GONZALES: But, legal experts say there's already lots of sports teams that have moved to the suburbs and kept the name of their former host city. Matt Mitten directs a National Sports Law Institute at Marquette University.

Mr. MATT MITTEN (Director, National Sports Law Institute): I don't think that the city can claim any exclusive rights to use the name San Francisco or 49ers. The club has acquired rights to call itself the San Francisco 49ers by virtue of long time usage.

GONZALES: Silicon Valley officials say there are plenty of good reasons why sports franchises would want to relocate there. The region has strong population growth projections, not to mention that's where the high tech money is. Dean Monroe is executive director of the San Jose Sports Authority.

Mr. DEAN MONROE (Executive Director, San Jose Sports Authority): So, you've got this incredible base of companies that not only can do sponsorships and underwriting of naming rights but also companies that can spend money on executive suites as well as on season tickets. So, that's a huge bonus to a team moving here.

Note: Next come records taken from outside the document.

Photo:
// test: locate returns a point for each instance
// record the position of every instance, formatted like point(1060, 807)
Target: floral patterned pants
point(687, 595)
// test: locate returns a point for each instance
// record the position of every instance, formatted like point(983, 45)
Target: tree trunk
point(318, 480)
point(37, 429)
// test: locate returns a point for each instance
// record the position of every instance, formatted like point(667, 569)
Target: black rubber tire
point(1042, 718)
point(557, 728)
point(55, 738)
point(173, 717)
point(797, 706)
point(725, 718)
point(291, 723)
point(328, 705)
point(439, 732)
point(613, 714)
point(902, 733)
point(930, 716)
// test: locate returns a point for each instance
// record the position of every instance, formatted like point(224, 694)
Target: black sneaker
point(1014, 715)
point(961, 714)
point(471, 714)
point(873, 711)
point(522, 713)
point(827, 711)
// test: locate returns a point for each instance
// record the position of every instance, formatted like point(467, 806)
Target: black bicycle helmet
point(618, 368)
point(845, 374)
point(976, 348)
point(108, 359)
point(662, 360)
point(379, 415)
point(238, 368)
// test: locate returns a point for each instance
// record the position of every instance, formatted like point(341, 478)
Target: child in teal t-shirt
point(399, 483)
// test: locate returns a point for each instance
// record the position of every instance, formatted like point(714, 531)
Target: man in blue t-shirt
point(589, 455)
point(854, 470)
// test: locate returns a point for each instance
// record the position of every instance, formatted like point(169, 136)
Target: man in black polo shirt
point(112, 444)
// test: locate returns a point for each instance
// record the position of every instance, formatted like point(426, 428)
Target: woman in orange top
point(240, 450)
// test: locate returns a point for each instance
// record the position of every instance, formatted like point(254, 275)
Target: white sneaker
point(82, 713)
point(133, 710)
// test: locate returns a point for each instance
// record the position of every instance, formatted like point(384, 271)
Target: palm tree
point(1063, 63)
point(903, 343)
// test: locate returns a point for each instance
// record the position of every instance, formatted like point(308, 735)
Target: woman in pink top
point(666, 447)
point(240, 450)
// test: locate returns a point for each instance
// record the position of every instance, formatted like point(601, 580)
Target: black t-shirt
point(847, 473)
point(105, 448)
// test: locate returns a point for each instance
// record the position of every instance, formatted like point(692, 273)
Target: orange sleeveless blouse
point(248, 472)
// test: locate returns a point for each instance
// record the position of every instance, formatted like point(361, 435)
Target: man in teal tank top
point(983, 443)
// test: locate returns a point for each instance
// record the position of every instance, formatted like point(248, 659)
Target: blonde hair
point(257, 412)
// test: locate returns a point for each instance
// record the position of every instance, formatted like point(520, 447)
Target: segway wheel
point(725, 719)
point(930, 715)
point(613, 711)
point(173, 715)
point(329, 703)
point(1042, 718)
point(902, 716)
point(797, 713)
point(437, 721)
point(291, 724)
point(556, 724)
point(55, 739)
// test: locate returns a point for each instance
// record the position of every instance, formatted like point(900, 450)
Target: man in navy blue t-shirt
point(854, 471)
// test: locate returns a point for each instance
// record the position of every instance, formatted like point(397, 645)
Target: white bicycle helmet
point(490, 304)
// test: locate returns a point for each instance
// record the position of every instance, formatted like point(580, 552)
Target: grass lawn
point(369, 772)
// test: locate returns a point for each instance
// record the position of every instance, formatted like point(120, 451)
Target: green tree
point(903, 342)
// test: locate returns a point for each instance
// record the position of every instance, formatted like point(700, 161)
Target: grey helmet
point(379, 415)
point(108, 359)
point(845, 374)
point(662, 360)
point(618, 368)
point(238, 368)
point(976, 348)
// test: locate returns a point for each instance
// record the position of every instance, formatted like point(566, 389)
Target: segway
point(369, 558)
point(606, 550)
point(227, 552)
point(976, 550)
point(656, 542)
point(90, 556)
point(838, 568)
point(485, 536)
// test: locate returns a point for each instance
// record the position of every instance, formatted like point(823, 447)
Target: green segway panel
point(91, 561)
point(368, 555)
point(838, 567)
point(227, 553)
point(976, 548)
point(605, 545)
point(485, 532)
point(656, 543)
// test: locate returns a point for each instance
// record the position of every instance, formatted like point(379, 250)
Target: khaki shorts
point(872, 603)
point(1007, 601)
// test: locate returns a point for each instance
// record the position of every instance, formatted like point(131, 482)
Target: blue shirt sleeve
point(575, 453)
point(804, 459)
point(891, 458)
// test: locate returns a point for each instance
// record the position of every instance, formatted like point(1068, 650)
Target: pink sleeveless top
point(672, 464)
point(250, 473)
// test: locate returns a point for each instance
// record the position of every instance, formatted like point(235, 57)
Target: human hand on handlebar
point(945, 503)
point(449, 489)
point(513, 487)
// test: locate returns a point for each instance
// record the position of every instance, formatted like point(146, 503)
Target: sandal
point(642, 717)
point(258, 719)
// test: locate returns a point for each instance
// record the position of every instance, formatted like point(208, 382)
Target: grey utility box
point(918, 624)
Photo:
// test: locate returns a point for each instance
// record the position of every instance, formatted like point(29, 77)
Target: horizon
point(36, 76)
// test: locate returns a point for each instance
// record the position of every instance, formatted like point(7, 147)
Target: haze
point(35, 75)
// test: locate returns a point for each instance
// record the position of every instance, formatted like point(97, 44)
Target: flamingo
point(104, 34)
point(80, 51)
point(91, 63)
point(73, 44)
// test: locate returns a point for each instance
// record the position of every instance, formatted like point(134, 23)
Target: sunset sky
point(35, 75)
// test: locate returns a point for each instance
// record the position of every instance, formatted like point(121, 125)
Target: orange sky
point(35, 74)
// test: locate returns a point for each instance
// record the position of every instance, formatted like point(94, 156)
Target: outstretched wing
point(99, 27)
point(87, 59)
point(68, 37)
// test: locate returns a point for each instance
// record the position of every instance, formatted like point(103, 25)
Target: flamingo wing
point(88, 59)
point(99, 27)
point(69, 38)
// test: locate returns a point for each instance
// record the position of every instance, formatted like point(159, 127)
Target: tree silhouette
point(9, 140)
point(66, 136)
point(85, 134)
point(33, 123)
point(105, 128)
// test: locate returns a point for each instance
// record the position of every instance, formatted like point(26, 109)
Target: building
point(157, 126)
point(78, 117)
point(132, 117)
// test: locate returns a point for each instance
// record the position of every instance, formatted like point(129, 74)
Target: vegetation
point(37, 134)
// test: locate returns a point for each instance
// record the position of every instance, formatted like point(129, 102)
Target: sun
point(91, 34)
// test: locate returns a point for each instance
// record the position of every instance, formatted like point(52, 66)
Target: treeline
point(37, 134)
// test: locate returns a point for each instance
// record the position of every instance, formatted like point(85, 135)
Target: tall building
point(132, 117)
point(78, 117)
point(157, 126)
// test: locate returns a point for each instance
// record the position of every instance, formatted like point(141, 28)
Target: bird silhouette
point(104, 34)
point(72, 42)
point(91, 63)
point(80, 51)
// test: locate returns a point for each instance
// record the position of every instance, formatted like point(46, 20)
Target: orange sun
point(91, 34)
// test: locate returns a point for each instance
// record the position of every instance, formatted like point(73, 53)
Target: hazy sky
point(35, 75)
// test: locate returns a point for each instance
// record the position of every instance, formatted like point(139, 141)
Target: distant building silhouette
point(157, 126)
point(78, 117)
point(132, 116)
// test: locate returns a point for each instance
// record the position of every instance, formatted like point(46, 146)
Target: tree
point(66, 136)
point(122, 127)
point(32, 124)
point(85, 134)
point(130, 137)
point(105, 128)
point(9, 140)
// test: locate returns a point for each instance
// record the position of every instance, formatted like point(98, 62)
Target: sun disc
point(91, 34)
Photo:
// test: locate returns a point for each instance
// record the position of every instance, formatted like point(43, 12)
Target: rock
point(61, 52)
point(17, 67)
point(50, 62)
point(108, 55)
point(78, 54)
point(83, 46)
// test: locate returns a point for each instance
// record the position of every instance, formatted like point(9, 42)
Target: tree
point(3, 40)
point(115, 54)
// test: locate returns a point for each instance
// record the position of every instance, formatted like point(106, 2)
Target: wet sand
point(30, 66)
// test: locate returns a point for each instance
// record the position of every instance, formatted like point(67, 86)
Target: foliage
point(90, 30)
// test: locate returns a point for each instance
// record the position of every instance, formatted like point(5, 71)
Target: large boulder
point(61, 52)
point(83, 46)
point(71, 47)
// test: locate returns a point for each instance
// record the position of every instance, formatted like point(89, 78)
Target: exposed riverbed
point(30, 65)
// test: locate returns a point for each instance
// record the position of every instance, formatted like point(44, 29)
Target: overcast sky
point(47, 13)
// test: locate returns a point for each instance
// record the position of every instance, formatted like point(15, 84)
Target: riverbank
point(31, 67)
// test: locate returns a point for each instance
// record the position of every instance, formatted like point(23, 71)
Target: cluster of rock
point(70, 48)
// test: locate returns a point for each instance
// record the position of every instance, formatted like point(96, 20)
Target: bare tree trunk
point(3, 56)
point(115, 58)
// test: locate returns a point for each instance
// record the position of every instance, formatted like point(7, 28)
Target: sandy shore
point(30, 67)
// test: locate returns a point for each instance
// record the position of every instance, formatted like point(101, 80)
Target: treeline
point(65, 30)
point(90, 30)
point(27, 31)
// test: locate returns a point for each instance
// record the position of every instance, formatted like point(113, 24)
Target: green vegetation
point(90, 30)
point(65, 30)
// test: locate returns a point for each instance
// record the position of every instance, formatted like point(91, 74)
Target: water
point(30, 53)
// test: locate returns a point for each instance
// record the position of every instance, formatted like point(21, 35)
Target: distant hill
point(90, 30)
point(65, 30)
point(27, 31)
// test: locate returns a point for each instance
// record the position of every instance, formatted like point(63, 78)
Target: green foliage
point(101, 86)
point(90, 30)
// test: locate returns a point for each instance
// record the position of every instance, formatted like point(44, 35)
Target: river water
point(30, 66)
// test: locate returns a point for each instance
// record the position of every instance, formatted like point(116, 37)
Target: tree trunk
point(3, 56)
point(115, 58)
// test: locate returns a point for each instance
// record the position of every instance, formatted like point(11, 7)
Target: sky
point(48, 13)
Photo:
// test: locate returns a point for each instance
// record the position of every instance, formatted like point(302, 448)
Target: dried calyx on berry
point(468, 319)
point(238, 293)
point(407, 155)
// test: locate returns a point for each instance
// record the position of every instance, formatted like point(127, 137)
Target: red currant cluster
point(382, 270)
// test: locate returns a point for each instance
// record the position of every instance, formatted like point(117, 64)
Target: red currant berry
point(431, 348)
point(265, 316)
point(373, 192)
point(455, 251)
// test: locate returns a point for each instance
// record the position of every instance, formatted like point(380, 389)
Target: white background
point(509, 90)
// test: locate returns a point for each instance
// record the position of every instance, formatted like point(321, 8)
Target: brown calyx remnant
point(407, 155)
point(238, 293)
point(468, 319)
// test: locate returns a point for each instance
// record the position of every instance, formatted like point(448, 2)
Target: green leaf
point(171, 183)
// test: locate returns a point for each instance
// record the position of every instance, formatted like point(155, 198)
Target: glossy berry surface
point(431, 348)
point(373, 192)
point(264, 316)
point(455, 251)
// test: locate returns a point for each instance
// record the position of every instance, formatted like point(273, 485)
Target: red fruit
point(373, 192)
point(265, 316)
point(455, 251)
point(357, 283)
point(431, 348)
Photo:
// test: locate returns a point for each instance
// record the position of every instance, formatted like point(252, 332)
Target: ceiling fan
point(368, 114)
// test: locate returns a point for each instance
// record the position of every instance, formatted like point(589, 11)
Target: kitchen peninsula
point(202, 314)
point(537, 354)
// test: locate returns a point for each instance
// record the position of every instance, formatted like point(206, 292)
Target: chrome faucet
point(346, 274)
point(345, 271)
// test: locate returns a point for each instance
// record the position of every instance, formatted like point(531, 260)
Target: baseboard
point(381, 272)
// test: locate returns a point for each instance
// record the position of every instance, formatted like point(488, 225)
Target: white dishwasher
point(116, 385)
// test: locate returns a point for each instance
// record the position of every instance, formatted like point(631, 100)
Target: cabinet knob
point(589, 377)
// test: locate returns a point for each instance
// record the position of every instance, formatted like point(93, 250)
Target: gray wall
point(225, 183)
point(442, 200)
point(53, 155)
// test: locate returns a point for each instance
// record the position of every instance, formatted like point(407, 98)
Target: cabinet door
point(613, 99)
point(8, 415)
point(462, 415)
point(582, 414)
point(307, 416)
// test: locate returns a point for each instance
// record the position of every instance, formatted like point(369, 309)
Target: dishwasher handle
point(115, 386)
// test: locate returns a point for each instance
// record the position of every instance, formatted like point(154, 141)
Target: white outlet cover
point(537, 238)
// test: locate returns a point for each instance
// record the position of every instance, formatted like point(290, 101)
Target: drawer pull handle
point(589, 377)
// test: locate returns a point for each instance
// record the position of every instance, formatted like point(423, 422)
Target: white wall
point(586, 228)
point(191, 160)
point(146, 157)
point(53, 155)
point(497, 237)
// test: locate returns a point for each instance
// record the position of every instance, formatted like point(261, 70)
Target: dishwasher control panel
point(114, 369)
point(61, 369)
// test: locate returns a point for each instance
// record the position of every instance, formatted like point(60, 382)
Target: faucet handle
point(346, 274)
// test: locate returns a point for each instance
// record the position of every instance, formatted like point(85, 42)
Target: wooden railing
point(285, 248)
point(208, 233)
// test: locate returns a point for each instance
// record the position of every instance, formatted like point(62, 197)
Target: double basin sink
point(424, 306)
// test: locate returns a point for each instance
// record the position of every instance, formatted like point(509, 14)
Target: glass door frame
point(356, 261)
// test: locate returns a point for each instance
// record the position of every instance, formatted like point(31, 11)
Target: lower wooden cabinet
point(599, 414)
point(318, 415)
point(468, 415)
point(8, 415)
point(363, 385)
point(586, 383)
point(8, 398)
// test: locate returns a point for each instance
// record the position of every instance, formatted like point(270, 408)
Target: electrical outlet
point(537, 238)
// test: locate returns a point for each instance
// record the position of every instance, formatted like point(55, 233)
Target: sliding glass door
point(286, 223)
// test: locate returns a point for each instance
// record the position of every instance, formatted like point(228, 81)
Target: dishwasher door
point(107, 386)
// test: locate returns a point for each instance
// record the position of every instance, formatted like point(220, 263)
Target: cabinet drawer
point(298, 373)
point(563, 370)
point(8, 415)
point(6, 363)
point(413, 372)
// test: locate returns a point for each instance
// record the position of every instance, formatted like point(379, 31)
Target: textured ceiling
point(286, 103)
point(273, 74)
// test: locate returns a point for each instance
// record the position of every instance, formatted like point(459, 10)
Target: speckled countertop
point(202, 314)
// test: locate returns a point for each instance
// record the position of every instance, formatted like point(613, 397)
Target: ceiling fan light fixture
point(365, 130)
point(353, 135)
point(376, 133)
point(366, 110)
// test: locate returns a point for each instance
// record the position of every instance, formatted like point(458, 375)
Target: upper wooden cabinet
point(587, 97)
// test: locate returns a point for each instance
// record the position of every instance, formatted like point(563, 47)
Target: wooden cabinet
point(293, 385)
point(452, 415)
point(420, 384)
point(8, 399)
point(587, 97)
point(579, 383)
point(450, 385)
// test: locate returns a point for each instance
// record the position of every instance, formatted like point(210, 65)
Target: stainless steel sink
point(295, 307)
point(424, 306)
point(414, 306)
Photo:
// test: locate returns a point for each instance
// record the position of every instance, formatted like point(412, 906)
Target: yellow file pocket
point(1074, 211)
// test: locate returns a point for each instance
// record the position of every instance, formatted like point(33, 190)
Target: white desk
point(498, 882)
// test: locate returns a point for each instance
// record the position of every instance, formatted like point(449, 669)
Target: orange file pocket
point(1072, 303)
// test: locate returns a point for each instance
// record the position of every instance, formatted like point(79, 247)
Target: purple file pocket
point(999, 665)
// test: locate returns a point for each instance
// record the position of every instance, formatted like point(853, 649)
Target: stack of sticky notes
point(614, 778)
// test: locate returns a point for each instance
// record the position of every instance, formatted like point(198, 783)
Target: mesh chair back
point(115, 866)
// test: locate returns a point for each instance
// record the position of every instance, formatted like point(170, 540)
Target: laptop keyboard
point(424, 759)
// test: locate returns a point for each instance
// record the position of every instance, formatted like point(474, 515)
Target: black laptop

GONZALES: Case in point - the Oakland A's baseball team. They've announced plans to move to the Silicon Valley suburb of Freemont and get a brand new park named for Cisco Systems. Stanford Economist Roger Noll says Freemont may see that new stadium as a good investment but he says that's rarely the case.

Dr. ROGER NOLL (Professor, Stanford University): The point of a modern stadium is to eliminate any spill over benefit from the stadium to the community in terms of restaurants or bars or anything by becoming little miniature shopping centers and that requires assembling more land.

GONZALES: But land is something Silicon Valley has plenty of along with money and lots of good weather. And the region hopes it is on the verge of being recognized as the economic epicenter of northern California, but no one is calling it the San Jose Bay area just yet.

Richard Gonzales, NPR News, San Francisco.